Interessanter als diese Behandlung, die anfangs auch leicht futuristisch angehaucht wirkt, zumindest für den Mittelteil dann (auch durch die Mitwirkung der fernseherfahrenen Wayne Lai, Eddie Cheung und Philip Keung) aber glücklicherweise mehr Bodenhaftung erlangt, ist die visuelle Gestaltung des Ganzen, wobei das Einfangen der Bilder in der hier präsentierten Digitaloptik (gedreht wurde mit der  GoPro HERO4, auf Redcode RAW) sicherlich nicht Jedermanns Sache ist und tatsächlich zu Beginn auch etwas irritiert.

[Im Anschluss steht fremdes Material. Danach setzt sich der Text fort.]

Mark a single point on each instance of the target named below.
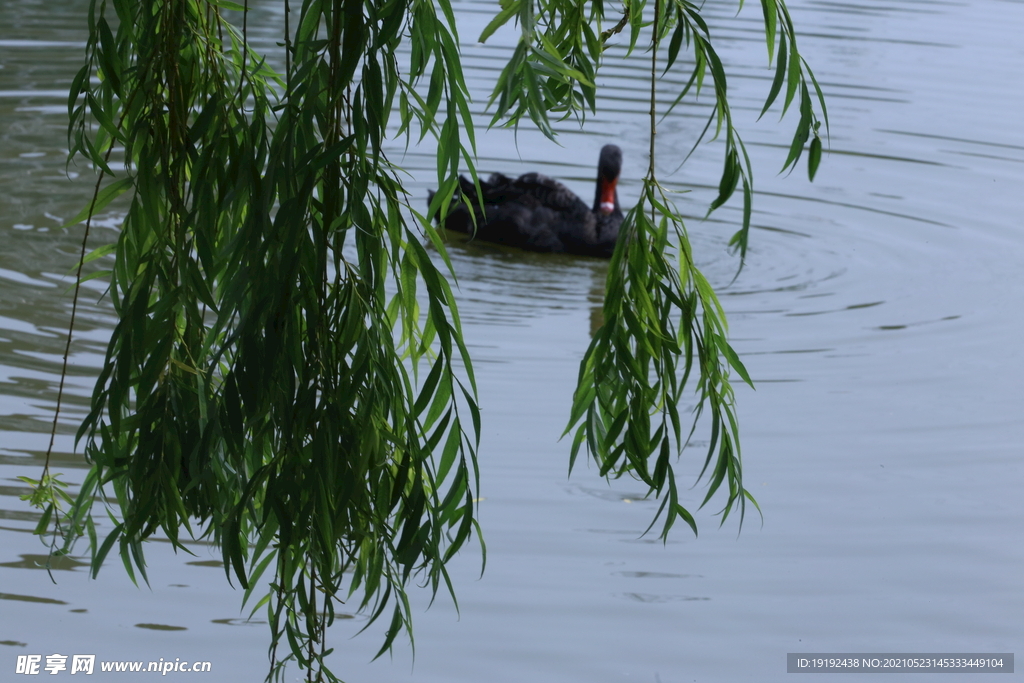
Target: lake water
(880, 314)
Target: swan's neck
(606, 197)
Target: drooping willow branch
(274, 299)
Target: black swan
(537, 213)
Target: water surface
(878, 311)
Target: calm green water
(879, 312)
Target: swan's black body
(537, 213)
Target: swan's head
(609, 165)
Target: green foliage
(275, 304)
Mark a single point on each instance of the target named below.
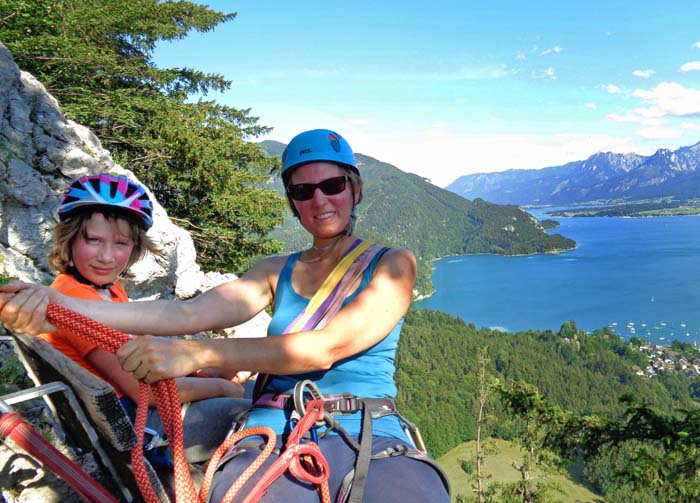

Nach einer kleinen Eingewöhnungsphase, die vor allem durch vielerlei nebeneinander und überlappende Bildinformationen auffällt, kann man sich gerade in den Actionszenen allerdings durchaus an das 'neue' Format und deren Inszenierung anpassen, wobei die schon aufwändigen Kollisions- und Stuntszenen – Glasscheiben ins Gesicht, Verfolgungsjagden per Auto durch äußerst enge Nebengassen, per Laster durchs Parkhaus und per Fuß über Häuserdächer hinweg, Stürze eines Motorradrollers rechts in ein Straßencafe hinein und links auf der anderen Seite wieder hinaus usw. – durch diese Verbindung von 'alter' guter Handarbeit in frischen Design durchaus auch gewinnen.